In multiple NTM non-linear long-range scenarios, Context-Agent simultaneously improves task completion and reduces tokens—two goals that traditionally involve a trade-off. Tree-based retrieval breaks this trade-off by "only retrieving the same branch path."
The advantage over the baseline grows as dialogue length, topic switching frequency, and instruction refinements increase; linear methods degrade significantly in these settings.
Gains are stable across various LLM backbones, implying that improvements stem from structural context management rather than specific model biases.

Highlights & Insights¶

The separation of "Discourse intent" vs. "semantic similarity" is a crucial insight—works like MemTree misjudge by using semantics as the primary organizational basis. The true determinant of whether context should be shared is the speaker's navigational intent.
"Path retrieval" instead of "chunk retrieval" is a simple yet powerful design: returning a coherent path allows the model to see the refinement history directly, which is more useful than five disjoint relevant chunks.
The direct mapping of Grosz & Sidner's Attentional State theory to engineering implementation (forest of trees + focus stack) is a classic example of "old idea, new application."
Event-triggered updates, rather than turn-by-turn re-computation, keep the framework affordable even for long dialogues, making it reusable as a low-level memory abstraction for general dialogue agents.

Limitations & Future Work¶

The tree structure assumes discourse is strictly nested, but real dialogues often feature cross-tree references (e.g., "Remember X from our Japan chat? Back to the work topic..."). A simple forest cannot easily express cross-tree dependencies.
Discourse intent classification relies heavily on the LLM's judgment; if the LLM misidentifies a topic switch, it may create an incorrect tree/branch, affecting all subsequent retrieval.
The ecological validity of the NTM benchmark requires further validation—synthetic non-linearity might differ from real user behavior.
Node summaries \(s_i = S_{node}(c_i)\) constitute lossy compression; details in complex instruction refinements might be lost, necessitating finer summarization strategies or links to the original text.

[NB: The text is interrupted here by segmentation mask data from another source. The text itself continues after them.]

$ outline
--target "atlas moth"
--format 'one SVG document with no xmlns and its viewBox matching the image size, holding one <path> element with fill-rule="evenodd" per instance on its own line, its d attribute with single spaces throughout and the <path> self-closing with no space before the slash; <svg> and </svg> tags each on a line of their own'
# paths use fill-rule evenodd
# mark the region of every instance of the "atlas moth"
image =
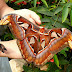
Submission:
<svg viewBox="0 0 72 72">
<path fill-rule="evenodd" d="M 0 25 L 6 24 L 17 39 L 23 58 L 35 66 L 44 65 L 65 47 L 72 48 L 72 32 L 66 28 L 46 29 L 17 14 L 4 16 Z"/>
</svg>

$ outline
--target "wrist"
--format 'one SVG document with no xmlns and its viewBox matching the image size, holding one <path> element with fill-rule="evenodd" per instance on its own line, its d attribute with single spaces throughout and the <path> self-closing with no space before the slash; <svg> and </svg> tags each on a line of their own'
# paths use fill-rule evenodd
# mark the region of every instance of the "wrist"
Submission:
<svg viewBox="0 0 72 72">
<path fill-rule="evenodd" d="M 14 9 L 12 9 L 10 7 L 4 7 L 4 8 L 2 8 L 1 13 L 0 13 L 0 18 L 2 18 L 6 14 L 9 14 L 12 11 L 14 11 Z"/>
</svg>

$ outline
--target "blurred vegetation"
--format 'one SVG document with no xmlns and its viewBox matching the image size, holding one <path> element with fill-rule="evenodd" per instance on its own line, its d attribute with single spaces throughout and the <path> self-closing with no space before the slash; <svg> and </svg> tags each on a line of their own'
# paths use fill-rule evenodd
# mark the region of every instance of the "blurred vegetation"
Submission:
<svg viewBox="0 0 72 72">
<path fill-rule="evenodd" d="M 48 29 L 68 28 L 72 31 L 72 0 L 6 0 L 14 9 L 30 9 L 41 18 L 41 26 Z M 8 31 L 8 32 L 7 32 Z M 9 29 L 2 40 L 14 39 Z M 68 47 L 55 54 L 54 62 L 47 62 L 47 71 L 24 66 L 25 72 L 72 72 L 72 50 Z"/>
</svg>

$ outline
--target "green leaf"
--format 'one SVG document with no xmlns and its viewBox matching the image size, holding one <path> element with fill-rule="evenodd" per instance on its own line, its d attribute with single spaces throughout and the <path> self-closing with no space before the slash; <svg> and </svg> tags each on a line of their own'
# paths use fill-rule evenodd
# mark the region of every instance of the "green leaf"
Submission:
<svg viewBox="0 0 72 72">
<path fill-rule="evenodd" d="M 37 7 L 37 11 L 49 11 L 49 10 L 46 7 L 39 6 L 39 7 Z"/>
<path fill-rule="evenodd" d="M 65 50 L 61 50 L 60 53 L 63 54 L 65 57 L 67 57 Z"/>
<path fill-rule="evenodd" d="M 52 20 L 53 21 L 53 20 Z M 54 21 L 55 22 L 55 21 Z M 65 28 L 65 25 L 63 25 L 62 23 L 60 23 L 60 22 L 56 22 L 55 24 L 54 24 L 54 22 L 52 22 L 52 25 L 53 26 L 55 26 L 56 28 Z"/>
<path fill-rule="evenodd" d="M 70 0 L 70 2 L 72 3 L 72 0 Z"/>
<path fill-rule="evenodd" d="M 51 7 L 56 8 L 56 5 L 52 5 Z"/>
<path fill-rule="evenodd" d="M 28 0 L 28 1 L 31 1 L 31 0 Z"/>
<path fill-rule="evenodd" d="M 49 18 L 42 18 L 41 22 L 50 22 L 50 19 Z"/>
<path fill-rule="evenodd" d="M 22 1 L 25 1 L 25 0 L 18 0 L 18 1 L 16 1 L 15 3 L 19 3 L 19 2 L 22 2 Z"/>
<path fill-rule="evenodd" d="M 68 16 L 68 12 L 69 12 L 69 8 L 67 6 L 64 6 L 62 10 L 62 23 L 65 22 Z"/>
<path fill-rule="evenodd" d="M 28 67 L 28 66 L 23 66 L 24 71 L 26 72 L 33 72 L 32 68 Z"/>
<path fill-rule="evenodd" d="M 51 67 L 52 67 L 52 63 L 51 63 L 51 62 L 47 62 L 47 64 L 49 65 L 49 66 L 48 66 L 48 69 L 47 69 L 47 72 L 49 72 L 49 70 L 50 70 Z"/>
<path fill-rule="evenodd" d="M 72 69 L 72 64 L 67 67 L 66 72 L 71 72 L 71 69 Z"/>
<path fill-rule="evenodd" d="M 57 14 L 57 13 L 59 13 L 61 10 L 62 10 L 62 7 L 58 7 L 58 8 L 55 10 L 54 15 Z"/>
<path fill-rule="evenodd" d="M 64 48 L 63 50 L 65 50 L 65 51 L 69 51 L 69 48 L 68 48 L 68 47 L 66 47 L 66 48 Z"/>
<path fill-rule="evenodd" d="M 15 39 L 11 33 L 4 35 L 4 40 L 8 40 L 9 38 Z"/>
<path fill-rule="evenodd" d="M 62 0 L 62 3 L 65 3 L 65 0 Z"/>
<path fill-rule="evenodd" d="M 37 9 L 36 9 L 36 11 L 38 12 L 38 13 L 41 13 L 41 14 L 44 14 L 44 15 L 47 15 L 47 16 L 53 16 L 54 15 L 54 13 L 53 12 L 51 12 L 51 11 L 49 11 L 47 8 L 45 8 L 45 7 L 38 7 Z"/>
<path fill-rule="evenodd" d="M 32 11 L 37 11 L 37 7 L 32 7 L 32 8 L 29 8 L 29 10 L 32 10 Z"/>
<path fill-rule="evenodd" d="M 58 69 L 58 70 L 55 70 L 55 72 L 60 72 L 60 70 Z"/>
<path fill-rule="evenodd" d="M 52 16 L 52 19 L 56 21 L 58 19 L 57 15 Z"/>
<path fill-rule="evenodd" d="M 41 0 L 41 1 L 48 7 L 46 0 Z"/>
<path fill-rule="evenodd" d="M 53 28 L 53 26 L 52 26 L 52 24 L 50 22 L 49 23 L 44 23 L 42 25 L 46 25 L 45 28 L 48 28 L 48 29 L 52 29 Z"/>
<path fill-rule="evenodd" d="M 65 64 L 69 64 L 69 61 L 65 59 L 60 60 L 60 65 L 65 65 Z"/>
<path fill-rule="evenodd" d="M 37 0 L 33 0 L 33 2 L 34 2 L 34 7 L 36 7 Z"/>
<path fill-rule="evenodd" d="M 56 54 L 54 55 L 53 59 L 54 59 L 55 64 L 57 65 L 57 67 L 59 67 L 59 60 L 58 60 L 58 57 Z"/>
<path fill-rule="evenodd" d="M 49 12 L 49 11 L 39 11 L 39 13 L 47 15 L 47 16 L 53 16 L 53 12 Z"/>
<path fill-rule="evenodd" d="M 42 72 L 39 68 L 34 68 L 33 72 Z M 45 72 L 45 71 L 44 71 Z"/>
<path fill-rule="evenodd" d="M 65 4 L 65 6 L 66 7 L 71 7 L 72 6 L 72 3 L 71 2 L 68 2 L 68 3 Z"/>
<path fill-rule="evenodd" d="M 71 26 L 72 26 L 72 6 L 71 6 L 71 11 L 70 11 L 70 21 L 71 21 Z"/>
</svg>

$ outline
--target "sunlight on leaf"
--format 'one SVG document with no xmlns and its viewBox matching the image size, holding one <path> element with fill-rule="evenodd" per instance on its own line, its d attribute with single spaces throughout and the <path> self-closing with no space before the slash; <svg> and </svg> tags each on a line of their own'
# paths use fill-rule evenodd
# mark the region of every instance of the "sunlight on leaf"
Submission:
<svg viewBox="0 0 72 72">
<path fill-rule="evenodd" d="M 62 0 L 62 3 L 65 3 L 65 0 Z"/>
</svg>

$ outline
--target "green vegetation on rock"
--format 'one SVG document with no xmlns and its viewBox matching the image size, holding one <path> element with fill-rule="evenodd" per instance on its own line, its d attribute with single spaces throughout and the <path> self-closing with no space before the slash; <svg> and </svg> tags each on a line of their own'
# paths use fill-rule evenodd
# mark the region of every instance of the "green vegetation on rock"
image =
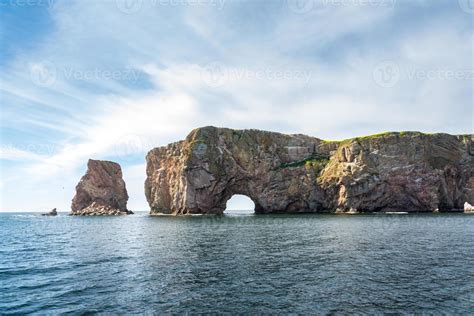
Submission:
<svg viewBox="0 0 474 316">
<path fill-rule="evenodd" d="M 410 131 L 403 131 L 403 132 L 383 132 L 383 133 L 377 133 L 377 134 L 372 134 L 372 135 L 366 135 L 366 136 L 359 136 L 359 137 L 354 137 L 354 138 L 347 138 L 344 140 L 323 140 L 322 144 L 342 144 L 342 143 L 350 143 L 350 142 L 360 142 L 360 141 L 365 141 L 365 140 L 372 140 L 372 139 L 377 139 L 381 137 L 387 137 L 387 136 L 400 136 L 400 137 L 415 137 L 415 136 L 423 136 L 423 135 L 431 135 L 427 133 L 422 133 L 422 132 L 410 132 Z"/>
<path fill-rule="evenodd" d="M 318 160 L 308 160 L 305 163 L 307 169 L 313 169 L 314 172 L 319 175 L 326 165 L 329 163 L 329 159 L 318 159 Z"/>
<path fill-rule="evenodd" d="M 296 168 L 296 167 L 302 167 L 302 166 L 315 167 L 315 168 L 320 168 L 322 166 L 322 169 L 324 169 L 324 166 L 326 166 L 328 162 L 329 162 L 328 156 L 315 153 L 303 160 L 282 163 L 278 167 L 274 168 L 274 170 L 279 170 L 283 168 Z"/>
</svg>

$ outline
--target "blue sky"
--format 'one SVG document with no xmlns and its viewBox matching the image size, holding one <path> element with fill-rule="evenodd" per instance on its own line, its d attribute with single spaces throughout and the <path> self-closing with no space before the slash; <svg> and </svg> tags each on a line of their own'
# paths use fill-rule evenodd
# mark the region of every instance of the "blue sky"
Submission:
<svg viewBox="0 0 474 316">
<path fill-rule="evenodd" d="M 88 158 L 147 210 L 146 152 L 198 126 L 473 133 L 473 18 L 472 0 L 0 0 L 1 211 L 68 211 Z"/>
</svg>

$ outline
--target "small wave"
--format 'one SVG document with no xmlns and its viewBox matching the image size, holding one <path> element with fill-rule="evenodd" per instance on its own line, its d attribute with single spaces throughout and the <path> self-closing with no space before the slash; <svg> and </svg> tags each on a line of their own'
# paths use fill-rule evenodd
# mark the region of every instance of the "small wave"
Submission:
<svg viewBox="0 0 474 316">
<path fill-rule="evenodd" d="M 388 214 L 388 215 L 404 215 L 404 214 L 408 214 L 408 212 L 384 212 L 384 214 Z"/>
<path fill-rule="evenodd" d="M 240 217 L 240 216 L 255 216 L 255 213 L 224 213 L 225 216 L 229 217 Z"/>
</svg>

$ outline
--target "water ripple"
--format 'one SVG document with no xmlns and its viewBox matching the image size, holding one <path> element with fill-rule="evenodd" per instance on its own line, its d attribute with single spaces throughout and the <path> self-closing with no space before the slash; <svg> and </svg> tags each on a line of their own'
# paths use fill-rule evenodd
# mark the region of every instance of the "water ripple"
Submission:
<svg viewBox="0 0 474 316">
<path fill-rule="evenodd" d="M 0 214 L 0 314 L 471 314 L 474 216 Z"/>
</svg>

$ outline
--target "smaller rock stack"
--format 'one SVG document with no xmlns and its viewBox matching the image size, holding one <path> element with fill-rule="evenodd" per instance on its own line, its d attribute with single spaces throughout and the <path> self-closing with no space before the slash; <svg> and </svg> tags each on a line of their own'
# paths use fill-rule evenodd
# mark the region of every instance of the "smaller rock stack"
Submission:
<svg viewBox="0 0 474 316">
<path fill-rule="evenodd" d="M 48 213 L 43 213 L 41 214 L 43 216 L 57 216 L 58 215 L 58 211 L 56 211 L 56 208 L 53 208 L 51 211 L 49 211 Z"/>
<path fill-rule="evenodd" d="M 120 165 L 112 161 L 92 160 L 76 186 L 71 215 L 128 215 L 128 194 Z"/>
</svg>

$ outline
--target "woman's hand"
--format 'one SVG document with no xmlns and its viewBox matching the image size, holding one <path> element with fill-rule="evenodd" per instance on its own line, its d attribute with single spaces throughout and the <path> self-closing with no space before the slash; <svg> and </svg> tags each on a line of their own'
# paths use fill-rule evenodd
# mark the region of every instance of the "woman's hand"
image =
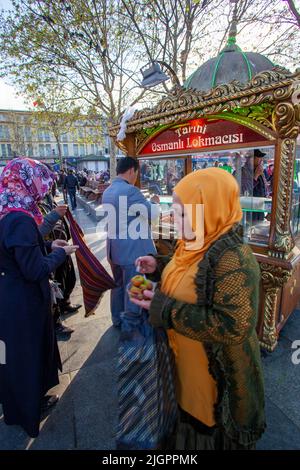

vs. MemTree (Dynamic Tree + Online Clustering): They use semantic similarity for clustering, leading to medium local coherence; Ours uses discourse intent to enforce path-awareness, resulting in very high coherence.
vs. RAPTOR (Static Tree + Offline Reconstruction): RAPTOR is costly to reconstruct; Ours uses event-triggered updates + dynamic branching, making it suitable for online dialogue.
vs. MemGPT (OS-like Layers + Paging): MemGPT treats memory as paged RAM with self-editing; Ours treats memory as a discourse tree, which is structurally closer to dialogue patterns.
vs. DH-RAG (Query Chain): DH-RAG uses chains rather than trees and cannot express parallel branches; Our forest supports concurrent topics.

Rating¶

Novelty: ⭐⭐⭐⭐ "Discourse intent + path-aware retrieval" is a clear, differentiated contribution to memory structures.
Experimental Thoroughness: ⭐⭐⭐ Proposed the NTM benchmark and verified across multiple LLMs, though detailed values require the full paper text.
Writing Quality: ⭐⭐⭐⭐ The connection to cognitive science (Grosz & Sidner) is natural, and the paradigm comparison table is clear.
Value: ⭐⭐⭐⭐ Highly applicable to long-range agents, multi-step instruction refinement, and customer service/coding assistants.